By comparison, former HCA Healthcare CEO R. Milton Johnson’s SERP benefits were worth $36 million when he retired in 2018. HCA drew $51.3 billion in revenue last year, compared with CHS’ $13.2 billion.

CVS Health CEO Larry Merlo’s SERP was worth $40.3 million in 2019. CVS’ revenue was $256.8 billion that year.

It’s difficult to compare SERP payouts from one executive to another, however, as there are other ways companies can provide retirement pay, said Bill Dixon, a managing director with Pearl Meyer. CEOs can have four or five different retirement vehicles. Further, some companies choose to weight compensation more toward cash or company stock instead of retirement benefits, Dixon said.

“All those components matter in terms of comparisons,” he said. “There are choices there around how you mix your compensation.”

The focus for new CEO Tim Hingtgen—currently CHS’ chief operating officer—will be on day-to-day operations and growth, said Brian Tanquilut, a healthcare equity analyst for Jefferies.

“I think they’ve right-sized the business to where it needs to be,” he said. “It’s a matter of execution now for Tim.”

To that end, Hingtgen said on the company’s third-quarter earnings call last week that CHS has added more than 200 beds in an effort to grow its market share in some areas, such as Birmingham, Ala., Knoxville, Tenn., and Naples, Fla. The investment is akin to buying one or two hospitals over the past couple years, he said.

In an interview, Hingtgen said he’s been involved in the company’s reboot over the past couple of years. Moving forward, he said the strategy hinges on safety and quality, operational excellence and adapting to the consumerism trend.

CHS’remaining portfolio includes 89 hospitals in 16 states, the top states being Florida and Indiana. And after selling off some of its most rural hospitals, Smith said more than 80% of its remaining hospitals are now in markets with at least 50,000 residents.

“We’re in more nonrural markets now than we ever have been,” he said.

Now, CHS is working to build up its facilities in the markets it’s staying in: Replacing a hospital in Indiana, for example, and making plans to add microhospitals. Smith said the company has spent about $2 billion on capital upgrades in its markets over the past 5 years.

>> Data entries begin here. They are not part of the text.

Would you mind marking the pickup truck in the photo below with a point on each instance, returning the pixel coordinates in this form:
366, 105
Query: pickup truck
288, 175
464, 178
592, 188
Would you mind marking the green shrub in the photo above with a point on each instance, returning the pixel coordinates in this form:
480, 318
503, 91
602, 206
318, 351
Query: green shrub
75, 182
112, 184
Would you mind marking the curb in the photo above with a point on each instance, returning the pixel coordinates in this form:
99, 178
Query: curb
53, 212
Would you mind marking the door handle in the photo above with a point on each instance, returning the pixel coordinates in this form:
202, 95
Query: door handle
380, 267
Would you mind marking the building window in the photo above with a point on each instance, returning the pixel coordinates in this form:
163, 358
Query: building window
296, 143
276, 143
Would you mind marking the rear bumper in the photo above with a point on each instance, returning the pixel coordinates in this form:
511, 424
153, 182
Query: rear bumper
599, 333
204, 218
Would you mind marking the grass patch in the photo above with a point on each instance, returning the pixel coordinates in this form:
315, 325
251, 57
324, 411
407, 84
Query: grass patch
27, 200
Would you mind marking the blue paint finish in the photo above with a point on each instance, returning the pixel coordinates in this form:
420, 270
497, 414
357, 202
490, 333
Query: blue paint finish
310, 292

Early on, CHS was defined by aggressive growth, even if it was a lot to digest in a short time period, said Brian Sanderson, national healthcare leader with the consultancy Crowe. Going forward, the company needs to decide on a strategy that will advance it into the future, whether that’s rural health, technology or something else, he said.

“CHS just needs to figure out what they want to be on the other side of this,” Sanderson said.

Lumina’s Marino said his concern with CHS is that the company has been so focused on cutting costs, it hasn’t positioned itself for the evolution toward value-based care. CHS’ contracts with insurers are still largely fee-for-service, he said. Fee-for-service contracts quickly proved to be a problem for providers when volumes dried up during the COVID-19 pandemic. The crisis highlighted the benefit of being paid to manage patients’ health, rather than based on the number of services provided.

The reality of the situation, Smith said, is that CHS only makes money on fee-for-service patients. It loses money on Medicaid and doesn’t make money on Medicare.

“Anybody who does not have a significant amount of fee-for-service business will not be in business very long,” he said.

Smith said CHS launched an accountable care organization in 2018 that now includes more than 4,000 providers and more than 280,000 Medicare beneficiaries. Still, that accounts for less than one-half of 1% of CHS’ earnings, he said. He said that will probably grow in the coming years, but not by much.

After all the ups and downs, the complicated and emotional divestitures, Smith said he thinks CHS is now on the right track.

“We’re making great progress,” he said. “Our future looks bright.”